President Vladimir Putin's Russia has been at the forefront of the effort. For example, last week the foreign and defense ministers of Russia, Iran and Turkey met in Moscow to discuss a plan for Syria. The U.S. was not invited. Instead, the ministers adopted a statement saying the three countries were willing to serve as the guarantors of a deal between the Syrian government and the opposition. All other countries with "influence on the situation on the ground" are welcome to join, the statement said.
This is the kind of call the U.S. has grown accustomed to making during the post-Cold War decades of Pax Americana. Now, three authoritarian regimes — one of them, Turkish President Recep Tayyip Erdogan's, an increasingly nominal U.S. ally, and the other two open U.S. adversaries — feel empowered enough to assume their role in an area where perhaps the biggest threat to the West, the Islamic State, operates.
Russia appears to be purposefully working with the less democratic U.S. allies. Earlier this month, it broke with long-standing practice and joined the Organization of Petroleum Exporting Countries in a promise of oil-output cuts. In these talks, Russia had to deal with Saudi Arabia, helping it secure Iran's consent to a production cap. Qatar, another gulf state allied to the U.S., is taking part in a murky but politically important privatization deal as one of the buyers of a 19.5-percent stake in the Russian oil company, Rosneft.
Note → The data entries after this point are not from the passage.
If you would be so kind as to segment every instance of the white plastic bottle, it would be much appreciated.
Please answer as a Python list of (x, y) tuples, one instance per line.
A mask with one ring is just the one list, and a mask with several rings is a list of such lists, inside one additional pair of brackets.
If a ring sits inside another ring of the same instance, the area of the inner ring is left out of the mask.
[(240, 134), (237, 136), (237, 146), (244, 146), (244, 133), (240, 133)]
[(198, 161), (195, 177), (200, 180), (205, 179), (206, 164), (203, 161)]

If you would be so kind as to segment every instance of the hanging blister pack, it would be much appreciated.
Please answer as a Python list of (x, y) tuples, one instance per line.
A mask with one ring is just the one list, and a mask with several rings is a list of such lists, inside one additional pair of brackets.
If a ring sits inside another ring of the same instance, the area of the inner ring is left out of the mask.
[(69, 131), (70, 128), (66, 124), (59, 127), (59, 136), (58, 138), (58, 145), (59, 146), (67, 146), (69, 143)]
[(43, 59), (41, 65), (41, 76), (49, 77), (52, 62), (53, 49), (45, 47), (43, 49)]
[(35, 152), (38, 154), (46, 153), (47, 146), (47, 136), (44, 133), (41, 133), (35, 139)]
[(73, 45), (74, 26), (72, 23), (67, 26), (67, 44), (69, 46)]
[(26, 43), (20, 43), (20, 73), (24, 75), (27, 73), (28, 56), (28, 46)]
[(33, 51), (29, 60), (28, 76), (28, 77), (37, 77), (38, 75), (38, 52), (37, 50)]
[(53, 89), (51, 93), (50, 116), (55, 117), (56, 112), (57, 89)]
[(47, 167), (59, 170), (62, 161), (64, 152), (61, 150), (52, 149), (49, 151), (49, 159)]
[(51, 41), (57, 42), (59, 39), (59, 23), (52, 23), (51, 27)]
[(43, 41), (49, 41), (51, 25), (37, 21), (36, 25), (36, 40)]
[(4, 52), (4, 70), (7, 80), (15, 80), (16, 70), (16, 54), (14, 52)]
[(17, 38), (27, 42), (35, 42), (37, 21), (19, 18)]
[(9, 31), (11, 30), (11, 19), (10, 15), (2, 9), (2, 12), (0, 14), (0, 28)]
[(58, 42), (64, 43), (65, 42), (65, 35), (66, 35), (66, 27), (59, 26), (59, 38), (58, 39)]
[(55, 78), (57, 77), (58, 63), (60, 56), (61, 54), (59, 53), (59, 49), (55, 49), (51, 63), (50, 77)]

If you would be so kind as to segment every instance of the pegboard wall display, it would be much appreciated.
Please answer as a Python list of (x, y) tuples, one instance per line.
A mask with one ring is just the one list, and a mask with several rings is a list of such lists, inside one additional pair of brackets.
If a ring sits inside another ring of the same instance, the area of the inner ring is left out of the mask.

Russia hasn't been averse to talking to the U.S. — it has done so repeatedly on Syria — but nothing came of it, in part because the Obama administration was never united on the very idea of doing deals with Putin. Kremlin officials appear to have hated the experience. "Contacts remain, but every time we agree on something, Americans steer away from what has been agreed," Russian Foreign Minister Sergei Lavrov said in a recent speech. "We get lectured."
So the Kremlin is openly building bypass routes to other Middle East players, whose decisionmaking processes are more like Moscow's than Washington's. Turkey, Saudi Arabia and Qatar don't have to betray the U.S. to talk to Moscow on their own — but nor do they feel the need to include it.
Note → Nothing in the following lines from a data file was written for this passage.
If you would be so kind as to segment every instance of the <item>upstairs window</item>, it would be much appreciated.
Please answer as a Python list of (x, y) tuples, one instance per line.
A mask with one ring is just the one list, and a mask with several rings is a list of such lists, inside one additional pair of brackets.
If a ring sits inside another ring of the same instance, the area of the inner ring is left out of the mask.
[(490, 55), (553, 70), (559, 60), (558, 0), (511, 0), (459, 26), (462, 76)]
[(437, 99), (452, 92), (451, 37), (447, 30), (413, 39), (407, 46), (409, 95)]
Another authoritarian country, China, has not just ignored U.S. demands that it stop reclamation projects in the disputed Spratly Islands in the South China Sea, but it has apparently militarized the islands. It hasn't attacked U.S. ships or planes in the area yet, but by seizing a U.S. underwater drone last week, it carefully showed that it might.
The British public, of course, also ignored U.S. warnings when it voted for Brexit. And now, the U.K. government, Washington's special ally in Europe, continues to ignore U.S. interests by maintaining uncertainty about its future deal with the European Union. Most of the remaining E.U. members are far less pro-American than the U.K., and U.S. influence in the bloc is on the wane. Even in Germany, which owes a historic debt to America, anti-U.S. sentiment is strong: Obama's proposed Transatlantic Trade and Investment Partnership (TTIP) is massively unpopular there. Even if the U.S. wanted to keep pushing it, it would probably stand no chance in today's EU.